Feds probe Uber’s use of fake app to stymie city inspectors

The Justice Department is probing allegations that Uber used phony software to thwart city officials looking at whether the ride-hailing company was following local regulations.

The city of Portland, Oregon, said in an April audit report that it was notified of the federal inquiry by the U.S. Attorney’s Office in San Francisco. Portland says it is cooperating. Uber and the U.S. Attorney’s Office both declined to comment.

Reuters and other news outlets have reported that the investigation is a criminal probe currently before a grand jury.

GREYBALLING THE OVERSEERS

Uber’s software — nicknamed “Greyball” — identified regulators who posed as riders while trying to collect evidence that Uber’s service was breaking taxi laws. Uber allegedly served up a fake version of its app to make it appear the undercover regulators were summoning a car, only to have the ride canceled.

Portland officials began investigating Uber after the New York Times disclosed the existence of Greyball in March. “The city of Portland was notified by the United States Attorney of the Northern District of California that Uber is the subject of a federal inquiry,” the audit report stated.

In the audit report, the Portland Bureau of Transportation found that Uber tagged 17 rider accounts with Greyball, 16 of which were government officials. Uber used the software to “intentionally evade” city transportation officers between Dec. 5 and Dec. 19, 2014, the report said.

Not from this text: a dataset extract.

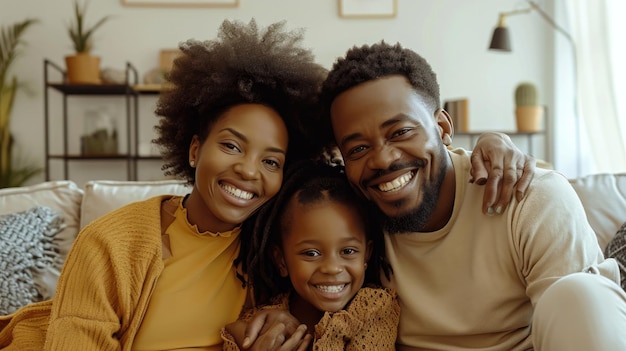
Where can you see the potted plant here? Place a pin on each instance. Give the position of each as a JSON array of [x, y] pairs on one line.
[[528, 113], [82, 67], [12, 173]]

The company pulled out of Portland on Dec. 21, 2014, but returned late in April of 2015. After that, the audit found no evidence that Uber used Greyball, the report stated.

“Finding no evidence of the use of Greyball or similar software tools after April 2015 does not prove definitively that such tools were not used. It is inherently difficult to prove a negative,” the report said.

BEYOND PORTLAND

The Justice Department probe apparently isn’t limited to Portland.